Tushingham (exasperated): Now you’re just padding the script!

[Vicki appears with Waldo, rushing in and observing Digit, who starts mumbling incoherently, sparks flying out of his neck.]

Vicki (surprised): I am so sorry! *adjusts her glasses and reaches over to Digit’s chest and pushes a button, turning him off and making him slump with his eyes closed* There. Any more and we’d probably have to start paying for the rights for some of these quotes. *checks all the buttons and jacks around Digit* Hm. Let’s see – alright, the language circuit hasn’t been tripped. That leaves the, uh, um, oral motor. *pushes a button on Digit’s chest*

Digit (his mouth clenched tightly shut, his eyes still closed, using Tin Man’s mumbled voice from Wizard of Oz): Oil can!

Vicki (sighs, shaking her head): Ever since that stupid solar flare has been hitting this planet, I’ve been trying to fix Digit’s glitches 24/7!

Robin: You mean he’s a robot?

Vicki (still tinkering with Digit): Technically, he’s a cyborg. He has some sort of backstory which eludes me at the moment. *grunts* This kind of thing takes a lot of concentration, you see. The last time someone distracted me an’ Lindbergh, Digit thought he was that robot from Lost in Space and started going around quoting General Grievous.

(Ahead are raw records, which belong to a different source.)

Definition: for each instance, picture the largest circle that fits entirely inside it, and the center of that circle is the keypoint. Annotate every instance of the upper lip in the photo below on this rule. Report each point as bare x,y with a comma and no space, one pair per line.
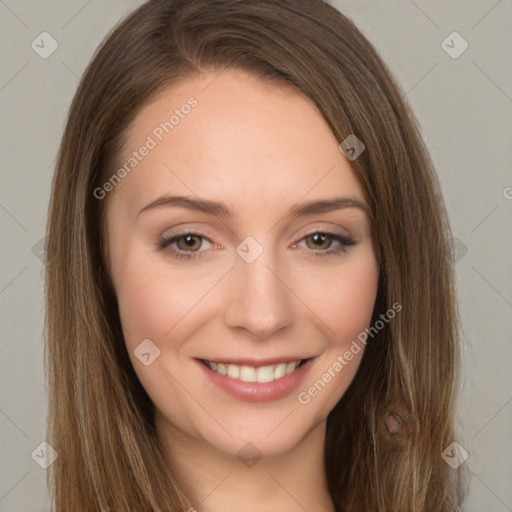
244,361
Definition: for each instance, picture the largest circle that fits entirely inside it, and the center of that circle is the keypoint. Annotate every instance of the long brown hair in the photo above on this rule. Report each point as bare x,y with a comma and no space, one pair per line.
100,419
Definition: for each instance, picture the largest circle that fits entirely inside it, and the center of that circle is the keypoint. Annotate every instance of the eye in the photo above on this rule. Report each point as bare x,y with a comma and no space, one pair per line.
323,240
188,245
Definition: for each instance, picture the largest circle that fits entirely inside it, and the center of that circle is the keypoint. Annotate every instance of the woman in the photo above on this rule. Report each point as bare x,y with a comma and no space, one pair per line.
250,294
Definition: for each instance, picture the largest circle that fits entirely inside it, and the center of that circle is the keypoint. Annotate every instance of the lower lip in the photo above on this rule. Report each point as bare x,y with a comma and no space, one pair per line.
259,391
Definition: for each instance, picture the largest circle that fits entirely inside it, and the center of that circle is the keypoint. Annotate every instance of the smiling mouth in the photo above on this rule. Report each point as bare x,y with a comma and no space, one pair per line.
261,374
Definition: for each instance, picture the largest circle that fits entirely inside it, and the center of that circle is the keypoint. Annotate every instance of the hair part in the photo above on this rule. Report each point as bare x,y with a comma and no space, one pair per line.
385,436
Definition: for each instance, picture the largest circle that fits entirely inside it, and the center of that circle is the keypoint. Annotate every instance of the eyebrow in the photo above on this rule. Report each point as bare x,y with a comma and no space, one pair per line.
221,209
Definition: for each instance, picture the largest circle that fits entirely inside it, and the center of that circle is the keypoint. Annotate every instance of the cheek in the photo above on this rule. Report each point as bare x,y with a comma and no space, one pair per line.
346,301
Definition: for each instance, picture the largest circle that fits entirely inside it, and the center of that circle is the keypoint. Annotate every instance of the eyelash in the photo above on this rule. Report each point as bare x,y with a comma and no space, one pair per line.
345,242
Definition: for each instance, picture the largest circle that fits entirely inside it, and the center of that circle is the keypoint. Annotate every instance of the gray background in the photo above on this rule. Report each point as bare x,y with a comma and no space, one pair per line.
464,107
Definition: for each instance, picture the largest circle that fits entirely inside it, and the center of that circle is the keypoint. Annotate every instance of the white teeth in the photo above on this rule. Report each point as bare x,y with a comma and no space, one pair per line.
233,371
251,374
247,374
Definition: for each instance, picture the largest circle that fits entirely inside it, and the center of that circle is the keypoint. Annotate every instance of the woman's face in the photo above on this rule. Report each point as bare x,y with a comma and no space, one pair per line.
248,269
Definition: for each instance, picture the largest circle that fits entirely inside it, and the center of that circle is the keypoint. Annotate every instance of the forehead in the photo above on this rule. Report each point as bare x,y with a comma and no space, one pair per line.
242,141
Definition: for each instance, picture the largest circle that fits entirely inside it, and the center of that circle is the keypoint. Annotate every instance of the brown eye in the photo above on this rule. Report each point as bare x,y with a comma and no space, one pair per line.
320,240
191,243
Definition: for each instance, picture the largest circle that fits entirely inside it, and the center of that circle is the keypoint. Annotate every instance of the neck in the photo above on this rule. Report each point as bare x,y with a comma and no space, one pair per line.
216,481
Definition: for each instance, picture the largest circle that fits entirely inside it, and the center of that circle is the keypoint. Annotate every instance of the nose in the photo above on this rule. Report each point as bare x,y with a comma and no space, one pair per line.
260,300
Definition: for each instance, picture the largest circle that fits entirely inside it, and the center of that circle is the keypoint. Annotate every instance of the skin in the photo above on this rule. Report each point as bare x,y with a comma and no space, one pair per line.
260,148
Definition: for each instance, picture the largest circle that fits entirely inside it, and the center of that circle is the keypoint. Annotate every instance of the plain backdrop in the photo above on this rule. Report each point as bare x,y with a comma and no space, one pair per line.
463,101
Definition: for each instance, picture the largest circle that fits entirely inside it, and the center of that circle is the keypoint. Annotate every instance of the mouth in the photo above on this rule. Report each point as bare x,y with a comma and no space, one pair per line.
255,374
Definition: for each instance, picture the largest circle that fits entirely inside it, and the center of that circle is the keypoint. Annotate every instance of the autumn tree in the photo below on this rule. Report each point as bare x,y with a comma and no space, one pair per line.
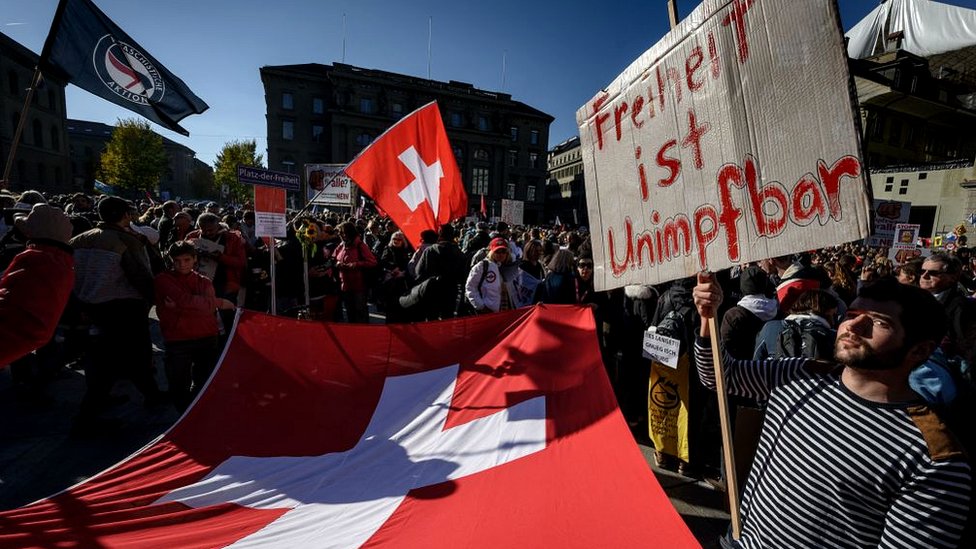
134,158
236,153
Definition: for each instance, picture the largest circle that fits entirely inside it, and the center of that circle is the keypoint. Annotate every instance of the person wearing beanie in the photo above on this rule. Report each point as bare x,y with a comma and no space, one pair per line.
485,289
742,323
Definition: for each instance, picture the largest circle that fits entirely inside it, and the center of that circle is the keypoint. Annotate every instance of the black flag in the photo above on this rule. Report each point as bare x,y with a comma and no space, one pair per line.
86,48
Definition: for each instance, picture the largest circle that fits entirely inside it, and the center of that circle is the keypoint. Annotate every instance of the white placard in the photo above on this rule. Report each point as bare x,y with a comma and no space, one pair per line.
513,211
336,191
661,348
733,139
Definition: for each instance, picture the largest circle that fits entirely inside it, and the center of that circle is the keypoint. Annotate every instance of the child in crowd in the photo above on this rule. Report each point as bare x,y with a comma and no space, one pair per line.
186,306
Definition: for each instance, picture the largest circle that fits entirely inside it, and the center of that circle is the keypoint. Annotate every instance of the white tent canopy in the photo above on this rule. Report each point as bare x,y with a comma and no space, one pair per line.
928,28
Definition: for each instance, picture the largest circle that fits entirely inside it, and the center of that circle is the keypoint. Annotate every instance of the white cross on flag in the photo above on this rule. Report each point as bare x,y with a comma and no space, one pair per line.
483,432
411,174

Robin: But that guy is from the Star Wars prequels.

Vicki (nods): But when Digit glitches, he doesn’t always make a lot of sense. *a spark flies out as she jumps back and Digit awakens with his normal voice*

Digit (spots Vicki first, smiling): Vicki! How nice of you to see me! It’s been so long.

Vicki (nods, shrugging): It’s okay Digit. It’s currently Friday. We get paid Monday. Oh, and you were working on grabbing those screenshots from the Betelguese star system. *leaves with Waldo*

Digit (noticing Tushingham): Well, Sir David Tushingham! What a welcome surprise! When did you get in?

Robin: Um, just now. Dr. Honeydew sent us to see you.

Digit (happily): Dr. Bunsen Honeydew sent you to see me? *chuckles* He’s always sending folks my way. He thinks that just because I spend nearly all my time in front of the computer, I’m some kind of recluse. I can talk to anyone in the entire world – nay, the entire universe! So, what brings you and the little tadpole here to Muppet Central? Did Kermit try to pencil in a sketch about the evils of television again? He really should be more open to the wonders of technology.

Robin (sadly): He … he died. I saw his cold, still body myself on the theater floor.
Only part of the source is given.